NEW BOSTON — One staple of what makes a successful team is the sacrifices it’s willing to make in order to achieve a larger goal.
After dislocating his shoulder in the fourth quarter of the Tigers’ win over Valley in a Division IV district final, New Boston junior Grady Jackson was hardly his usual self.
The win-or-go home nature and the condensed schedule of postseason basketball isn’t kind to injuries suffered in the home stretch of the season, but that didn’t stop Jackson from suiting up in their regional semifinal contest against Grandview Heights.
Playing just nine minutes in the Tigers’ 50-48 win over the Bobcats at Southeastern High School three days after injuring his shoulder, Jackson said he felt as if fellow junior Brady Voiers’ presence on the court would be more beneficial than his own.
NB found a way to hold off GH’s comeback attempt in the final few minutes with Jackson not at full strength — but still giving his team and coaches everything he could while sporting a shoulder brace that limited his range of motion.
“It was difficult. But I knew that Brady would give better minutes than I would, and I knew it was probably better for the team if I sat out,” Jackson said, of the GH game. “I couldn’t even pass, really.”
The Tigers’ rotation has went just seven-or-eight deep this postseason run, and Jackson’s injury hampered that in their regional semifinal battle.
Although his presence on the court for that two-point win wasn’t quite as impactful as their next game, it was his effort and preparation for a game that could have been his teammates’ last that motivated them to win — and play at a high level.

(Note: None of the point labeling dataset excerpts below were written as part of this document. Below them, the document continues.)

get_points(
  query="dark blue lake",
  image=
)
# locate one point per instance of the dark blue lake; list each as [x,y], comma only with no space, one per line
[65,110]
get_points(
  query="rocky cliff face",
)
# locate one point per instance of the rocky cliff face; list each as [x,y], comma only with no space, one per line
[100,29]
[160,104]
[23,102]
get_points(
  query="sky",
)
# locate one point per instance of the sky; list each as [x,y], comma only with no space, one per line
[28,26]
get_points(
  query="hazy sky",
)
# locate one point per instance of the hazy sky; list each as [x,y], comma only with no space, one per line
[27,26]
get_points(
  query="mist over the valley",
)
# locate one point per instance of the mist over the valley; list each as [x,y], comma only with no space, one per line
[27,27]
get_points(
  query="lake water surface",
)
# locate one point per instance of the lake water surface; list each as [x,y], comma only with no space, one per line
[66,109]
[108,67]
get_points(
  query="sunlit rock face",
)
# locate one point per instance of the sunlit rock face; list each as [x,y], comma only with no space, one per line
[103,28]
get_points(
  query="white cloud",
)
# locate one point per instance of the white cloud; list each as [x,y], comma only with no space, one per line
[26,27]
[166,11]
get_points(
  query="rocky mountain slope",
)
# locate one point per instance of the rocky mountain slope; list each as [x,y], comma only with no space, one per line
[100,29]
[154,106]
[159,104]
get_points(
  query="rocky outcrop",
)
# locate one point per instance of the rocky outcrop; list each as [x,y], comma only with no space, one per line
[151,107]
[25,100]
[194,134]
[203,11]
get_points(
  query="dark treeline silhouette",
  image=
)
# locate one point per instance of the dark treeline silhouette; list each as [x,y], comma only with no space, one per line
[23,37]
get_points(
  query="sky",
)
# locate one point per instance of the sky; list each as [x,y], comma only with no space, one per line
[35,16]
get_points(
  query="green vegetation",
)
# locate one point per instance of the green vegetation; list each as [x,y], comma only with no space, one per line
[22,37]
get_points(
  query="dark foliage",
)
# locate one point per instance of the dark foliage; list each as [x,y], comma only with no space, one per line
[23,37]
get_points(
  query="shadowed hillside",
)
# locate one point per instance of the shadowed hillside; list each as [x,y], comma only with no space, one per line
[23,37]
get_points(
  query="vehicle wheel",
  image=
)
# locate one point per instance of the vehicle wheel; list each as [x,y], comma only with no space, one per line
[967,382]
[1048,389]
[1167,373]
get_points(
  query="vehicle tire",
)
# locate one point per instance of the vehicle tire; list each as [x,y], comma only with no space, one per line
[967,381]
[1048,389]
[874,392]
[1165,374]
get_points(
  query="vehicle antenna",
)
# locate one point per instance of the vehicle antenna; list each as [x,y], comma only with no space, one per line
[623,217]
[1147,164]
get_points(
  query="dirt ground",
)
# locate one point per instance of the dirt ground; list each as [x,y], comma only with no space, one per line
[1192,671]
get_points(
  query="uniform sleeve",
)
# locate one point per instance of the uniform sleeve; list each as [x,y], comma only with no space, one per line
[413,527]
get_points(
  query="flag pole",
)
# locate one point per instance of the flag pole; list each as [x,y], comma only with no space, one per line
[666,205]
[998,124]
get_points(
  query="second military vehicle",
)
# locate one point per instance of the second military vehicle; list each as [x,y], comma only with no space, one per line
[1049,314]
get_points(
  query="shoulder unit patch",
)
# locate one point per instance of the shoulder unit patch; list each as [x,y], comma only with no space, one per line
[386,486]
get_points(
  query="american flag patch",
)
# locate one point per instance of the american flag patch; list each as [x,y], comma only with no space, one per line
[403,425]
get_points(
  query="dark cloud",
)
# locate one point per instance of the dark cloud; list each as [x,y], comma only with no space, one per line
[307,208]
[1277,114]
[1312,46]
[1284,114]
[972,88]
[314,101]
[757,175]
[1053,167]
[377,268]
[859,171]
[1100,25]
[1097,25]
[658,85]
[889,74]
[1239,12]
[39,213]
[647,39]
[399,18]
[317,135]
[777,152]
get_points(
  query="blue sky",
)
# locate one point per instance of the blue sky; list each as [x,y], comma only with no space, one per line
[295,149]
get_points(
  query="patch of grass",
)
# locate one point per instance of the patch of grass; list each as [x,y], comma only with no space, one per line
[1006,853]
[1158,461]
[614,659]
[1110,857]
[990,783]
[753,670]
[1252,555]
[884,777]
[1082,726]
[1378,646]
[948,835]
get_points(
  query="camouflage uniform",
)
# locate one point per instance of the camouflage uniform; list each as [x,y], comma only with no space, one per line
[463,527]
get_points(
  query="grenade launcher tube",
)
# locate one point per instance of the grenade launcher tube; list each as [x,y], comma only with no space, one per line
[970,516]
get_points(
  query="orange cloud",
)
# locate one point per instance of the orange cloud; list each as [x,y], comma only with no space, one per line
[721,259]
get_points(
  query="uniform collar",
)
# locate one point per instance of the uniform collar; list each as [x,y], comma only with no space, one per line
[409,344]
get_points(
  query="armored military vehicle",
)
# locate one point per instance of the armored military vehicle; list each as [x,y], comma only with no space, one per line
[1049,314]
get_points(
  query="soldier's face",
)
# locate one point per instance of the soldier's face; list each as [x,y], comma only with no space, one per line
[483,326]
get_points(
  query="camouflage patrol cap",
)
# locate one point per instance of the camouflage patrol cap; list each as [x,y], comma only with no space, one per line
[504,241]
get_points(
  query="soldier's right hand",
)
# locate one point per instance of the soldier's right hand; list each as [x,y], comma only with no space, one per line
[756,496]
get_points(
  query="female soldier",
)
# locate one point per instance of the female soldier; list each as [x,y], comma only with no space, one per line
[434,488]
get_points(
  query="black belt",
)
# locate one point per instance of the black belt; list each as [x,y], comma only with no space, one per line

“The bond we have, I know that if they got hurt like that, they’d give it their all to be out there,” Jackson said. “We have four seniors, and I know if I was a senior and they were in my shoes, they’d give it everything they had.”
New Boston’s four-man senior class, as well as Jackson and Brady Voiers, have been influenced by former teammates like the now graduated Tyler Caldwell, Malachi Potts and Marcus Saunders during their high school careers.
Those former teammates helped show this year’s upperclassmen the importance of maturity on the court — something’s that’s paid off this tournament run.
“My freshman year with Tyler, my sophomore year with Mal and Marcus — they taught me a lot. I used to get really mad when I’d play, they told me just to breathe, keep my head high, and just play. Our junior class and seniors, I think we’re just really grown up and mature about the game.”
Three days after NB’s thrilling win to make its second Elite Eight in three seasons, Jackson was back in the Tigers’ starting lineup — and didn’t check out a single time.
He, Tanner Voiers, Kyle Sexton and Chase Clark played all 32 minutes of their 44-39 win over Berlin Hiland in the regional championship — quite literally laying it all on the line with a trip to the state tournament at stake.
And even though he scored just three points on 1-of-6 shooting, Jackson’s most efficient work came on the defensive end — where he was tasked with guarding BH’s Will Schlabach.
Schlabach hit four threes in the Hawks’ 75-32 win over the Tigers two years ago in the regional final, but wasn’t afforded quite as many opportunities this time around.
With Jackson guarding the senior and coach’s son for the majority of the night, he was held scoreless for the entire first half — and shot just 3-of-16 from the field for the entire game.
“Schlabach was a great player. I knew that if we were going to win this game, he was going to have to be face-guarded the whole time. If he would have scored 20 or close to it, it would have been really tough for us to win,” Jackson said. “I only had three points that game, but I really focused and gave it everything I had on defense.”
No Hawk scored more than Schlabach’s team-high nine points after his scoreless first half, as the Tigers held BH to a postseason-low point total in their five games.
Clark’s breakaway layup on a football pass from Tanner Voiers put the game out of reach for BH, and put the Tigers back into the state tournament for the first time in 61 years.
It was a moment Jackson and his teammates have dreamed about for as long as they can remember.
“That was surreal. I’ve dreamed about it since I was a little kid. Seeing all these teams go to The Convo (Ohio University Convocation Center), watching all those games. Being that close to going to state my freshman year and losing last year in the district semis put a fire under us,” Jackson said. “This year, I think we just wanted it more. Now we’re focused on Columbus Grove.”
As of Tuesday prior to their trip to Dayton for the state semis, Jackson said he’s close to feeling 100-percent — after that shoulder injury less than two weeks ago.
For the Tigers to make this a weekend-long trip to Dayton, and go farther than any NB team has in the program’s long history, Jackson says it’ll take another great defensive performance from he and his teammates against a fellow regional champion: Columbus Grove.
“They’re a great team. They shoot the ball well and they’re very smart. They have three really good, all-around players that we’ll need to stop. They’re a lot like us, maybe a little slower and I think we play better defense. If we just pick up on defense and be in attack mode all game, I think we’ll be in the state final.”
Tipoff for Friday’s state (Division IV) semifinal from the University of Dayton Arena is set for 2 p.m.